I am generally OK until I start thinking too much about our children and how this may affect them. But as you both say this waiting lark is awful and I’m sure that once I know what I’m dealing with then I’ll just get on with it as best I can. And I know I can come here if I need to let off steam!!

Sophie, I’m sure some wine will be consumed whatever the outcome!!

Thanks again and wishing everyone well and lots of love

Debs.xx

Hi Debs,

I am also in the waiting group, although i now know that mine is bc. I would fully agree that not knowing is somehow worse than knowing. Although I am pretty scared if I allow myself to be, it helps me to keep my mind occupied so that it can’t play “what if.” (Needless to say so far most of the what if scenarios my subconscious can dream up are way worse than the reality of my current situation (wle, first lymph node to test, radiotherapy and hormone therapy to block any recurrence).

With any luck it is nothing and even if you did have something that needed treating, it would be far better that they did so than that you left it untreated. The treatment is not the best ever but it is relatively short-term discomfort for a long-term gain.

Best of luck for your results and here’s hoping you don’t need any treatment. If you do, everyone on here is very supportive and encouraging and will help in any way they can.

Fingers crossed for you xx

PS: Choccy Muffin, good luck with your results.

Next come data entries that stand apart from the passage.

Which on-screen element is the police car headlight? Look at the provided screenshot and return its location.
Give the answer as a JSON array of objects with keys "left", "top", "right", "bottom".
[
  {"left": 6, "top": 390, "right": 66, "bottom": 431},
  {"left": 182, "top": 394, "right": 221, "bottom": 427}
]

Isn’t it funny how other people’s results and ops seem to come round fast but your own results/ops etc seem to take for ever to come around?! Will be thinking about you on Thursday xx

I get mine tomorrow, it’s Debs who has to wait till Thursday.

I’m booked for a loooooong walk with OH’s dog tomorrow to give myself something else to think about.

Fingers and everything crossed for your results tomorrow, Choccie.
Have a good walk with the dog, and try not to think too much about anything else.
Hugs,
Heather.xx

Hi debs,
As others have said, the waiting really is the worst part, I’m sure whatever the outcome it will just be a relief to know what it is !

I really worried about how my boys would be affected by my dx (even though they’re surly teens), but they’ve been fine, helpful and supportive, (hmm, they might have been abducted by aliens!) children seem to adapt really well, tell them as much as they need to know - depending on ages.

Fingers crossed for you on Thursday x

Cm - fingers crossed for you tomorrow x

Hello Everyone,

Just wanted to update, I had good news yesterday. The consultant told me he was 99% sure I was OK. he said what they removed was benign, however as my files were lost, he needed to make sure what was removed was the right lump?! I reckon that’s pretty good odds though so am not going to worry. I just wanted to come on here to say that I have nothing but admiration for each any every one of you that is going through this journey. I hope you are all well and staying positive.

loads of love

Debs.xxx

Debs

This is great news and you must be so relieved. It is nice to hear some good news.

Janette

Debs, I’m delighted for you, and thank you for posting your good news.